Planning systems have also been criticized for their disregard of consumer tastes and preferences. Although planners have employed questionnaires and surveys, neither is as sensitive to consumer pressures as the capitalist price mechanism. Some goods are clearly, in Alec Nove’s (1983) term, more ‘plannable’ than others, in that estimates of likely demand can be made with a reasonable degree of accuracy. This applies, for instance, in the case of electricity. However, modern consumer goods are less ‘plannable’ since demand for them is more easily influenced by changing tastes and emerging needs. This perhaps accounts for the tendency of planning systems to address basic social needs while ignoring more sophisticated consumer appetites. For example, although planned economies conquered the problem of homelessness, they did so by providing dreary and impersonal tenement accommodation. Agriculture similarly concentrated upon the production of staple foodstuffs, with little attention being given to developing a varied and interesting diet. More-over, when enterprises are geared to the completion of production targets there is no incentive for them to consider the quality of the goods being produced. Quite simply, production targets can be achieved even though the goods made are never sold and never used.

Finally, planning has been attacked on political and moral grounds. Planned economies have, in particular, been associated with bureaucracy, privilege and corruption. In the absence of market competition, planners are able to enforce their own preferences and values upon society at large. This can lead to ‘the tyranny of the planners’, as economic and social priorities are determined ‘from above’ without the wishes of ordinary people being understood, still less being taken into account.
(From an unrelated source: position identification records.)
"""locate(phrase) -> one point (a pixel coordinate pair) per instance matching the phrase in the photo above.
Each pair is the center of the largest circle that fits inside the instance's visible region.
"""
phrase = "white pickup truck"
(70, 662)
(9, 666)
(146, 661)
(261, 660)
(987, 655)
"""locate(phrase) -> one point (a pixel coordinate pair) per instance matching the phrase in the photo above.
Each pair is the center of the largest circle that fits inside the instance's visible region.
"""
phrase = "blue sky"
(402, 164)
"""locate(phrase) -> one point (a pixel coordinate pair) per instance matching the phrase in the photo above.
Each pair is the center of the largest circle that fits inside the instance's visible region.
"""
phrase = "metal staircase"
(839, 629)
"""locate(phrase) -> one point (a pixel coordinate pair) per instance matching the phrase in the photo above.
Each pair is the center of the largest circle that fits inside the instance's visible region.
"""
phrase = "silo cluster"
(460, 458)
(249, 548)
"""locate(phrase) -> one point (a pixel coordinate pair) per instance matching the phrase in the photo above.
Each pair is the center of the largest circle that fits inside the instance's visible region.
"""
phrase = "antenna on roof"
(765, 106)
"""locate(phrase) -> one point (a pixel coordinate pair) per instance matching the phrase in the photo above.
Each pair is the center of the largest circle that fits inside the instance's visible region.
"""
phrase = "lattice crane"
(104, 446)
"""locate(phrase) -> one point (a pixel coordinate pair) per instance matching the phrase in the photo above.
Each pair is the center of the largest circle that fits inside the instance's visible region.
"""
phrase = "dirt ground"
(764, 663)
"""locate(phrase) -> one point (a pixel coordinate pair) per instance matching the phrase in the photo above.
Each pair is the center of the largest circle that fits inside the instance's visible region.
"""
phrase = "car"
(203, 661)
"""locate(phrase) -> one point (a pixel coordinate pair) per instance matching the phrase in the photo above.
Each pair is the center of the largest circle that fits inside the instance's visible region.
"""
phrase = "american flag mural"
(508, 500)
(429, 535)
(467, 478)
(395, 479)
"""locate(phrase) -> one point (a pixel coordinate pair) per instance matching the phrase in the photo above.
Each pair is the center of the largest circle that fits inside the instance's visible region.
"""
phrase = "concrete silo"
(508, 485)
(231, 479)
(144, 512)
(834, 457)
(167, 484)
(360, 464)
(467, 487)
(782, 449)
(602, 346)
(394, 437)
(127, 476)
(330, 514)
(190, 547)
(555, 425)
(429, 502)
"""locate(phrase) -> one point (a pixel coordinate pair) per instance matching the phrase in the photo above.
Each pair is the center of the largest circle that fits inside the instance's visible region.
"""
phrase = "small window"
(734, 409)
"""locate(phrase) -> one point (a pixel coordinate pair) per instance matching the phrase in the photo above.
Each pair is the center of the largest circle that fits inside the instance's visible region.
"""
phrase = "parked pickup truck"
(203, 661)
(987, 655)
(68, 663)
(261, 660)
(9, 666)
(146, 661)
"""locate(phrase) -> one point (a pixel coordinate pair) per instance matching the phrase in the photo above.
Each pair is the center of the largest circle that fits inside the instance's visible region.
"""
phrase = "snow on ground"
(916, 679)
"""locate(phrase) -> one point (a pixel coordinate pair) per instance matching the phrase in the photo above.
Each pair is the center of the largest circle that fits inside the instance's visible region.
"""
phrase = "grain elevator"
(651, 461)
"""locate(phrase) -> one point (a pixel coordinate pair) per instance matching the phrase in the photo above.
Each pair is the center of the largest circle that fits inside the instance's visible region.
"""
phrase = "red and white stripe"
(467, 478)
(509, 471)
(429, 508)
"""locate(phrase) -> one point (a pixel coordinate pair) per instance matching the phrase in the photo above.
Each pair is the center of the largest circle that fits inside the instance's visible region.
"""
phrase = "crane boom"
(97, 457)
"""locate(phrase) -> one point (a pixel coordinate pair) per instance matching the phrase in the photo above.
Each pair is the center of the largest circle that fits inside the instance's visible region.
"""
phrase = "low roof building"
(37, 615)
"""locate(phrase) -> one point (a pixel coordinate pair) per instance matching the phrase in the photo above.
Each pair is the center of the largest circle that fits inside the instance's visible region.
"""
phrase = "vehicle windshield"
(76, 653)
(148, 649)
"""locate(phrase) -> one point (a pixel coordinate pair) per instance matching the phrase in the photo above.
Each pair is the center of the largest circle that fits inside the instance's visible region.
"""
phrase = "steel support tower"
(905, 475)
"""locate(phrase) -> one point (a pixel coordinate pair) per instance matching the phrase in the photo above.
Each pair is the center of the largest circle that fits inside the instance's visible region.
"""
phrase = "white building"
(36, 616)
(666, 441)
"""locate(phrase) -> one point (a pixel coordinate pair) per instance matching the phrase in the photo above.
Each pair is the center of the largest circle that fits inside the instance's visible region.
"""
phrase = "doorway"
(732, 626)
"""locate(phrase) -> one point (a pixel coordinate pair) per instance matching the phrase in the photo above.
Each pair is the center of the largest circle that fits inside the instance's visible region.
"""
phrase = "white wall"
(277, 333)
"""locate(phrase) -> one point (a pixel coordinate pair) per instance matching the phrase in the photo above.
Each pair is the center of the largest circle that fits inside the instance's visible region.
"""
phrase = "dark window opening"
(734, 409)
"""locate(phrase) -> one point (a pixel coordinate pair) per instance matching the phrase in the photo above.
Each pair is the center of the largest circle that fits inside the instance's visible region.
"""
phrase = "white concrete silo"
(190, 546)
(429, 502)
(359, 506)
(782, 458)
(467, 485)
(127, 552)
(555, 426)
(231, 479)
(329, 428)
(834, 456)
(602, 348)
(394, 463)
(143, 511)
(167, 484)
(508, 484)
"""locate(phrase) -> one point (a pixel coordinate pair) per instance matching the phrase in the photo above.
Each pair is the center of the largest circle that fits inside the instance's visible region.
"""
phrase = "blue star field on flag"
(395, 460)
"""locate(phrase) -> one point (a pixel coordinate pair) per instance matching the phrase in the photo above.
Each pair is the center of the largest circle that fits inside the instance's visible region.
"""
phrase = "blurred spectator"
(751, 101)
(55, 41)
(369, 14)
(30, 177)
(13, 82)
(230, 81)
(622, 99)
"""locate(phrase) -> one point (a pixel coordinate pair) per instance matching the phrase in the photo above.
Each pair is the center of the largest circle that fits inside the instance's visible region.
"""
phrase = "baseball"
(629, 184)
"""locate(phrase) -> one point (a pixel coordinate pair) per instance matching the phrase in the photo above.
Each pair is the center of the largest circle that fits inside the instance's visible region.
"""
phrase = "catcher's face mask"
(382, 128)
Centrally planned economies have certainly suffered from the problem of bureau-cratization as vast armies of state officials, estimated at over 20 million in the Soviet Union, came to enjoy privileges and rewards which set them apart from the mass of the population. Milovan Djilas (1957), at one time a confidante of Tito in Yugoslavia but later imprisoned, termed this sprawling state bureaucracy ‘the new class’, drawing parallels between its position and the privileges enjoyed by the capitalist class in Western societies. At the very least, the concentration of economic power in the hands of state officials and industrial managers fostered widespread corruption, a problem that became endemic in the Soviet Union. The fiercest attack upon planning was, however, undertaken by free market economists such as Hayek, who argued that it contains the seeds of totalitarian oppression. Once economic life is regulated, all other aspects of human existence will be brought under state control. Without doubt, the introduction of central planning in the Soviet Union was accompanied by brutal political oppression, with an estimated 20 million people dying as a result of the famines, purges, show trials and executions of the period. In Hayek’s view, there was a causal link between these events. In effect, Gosplan led to the gulags, the labour camps.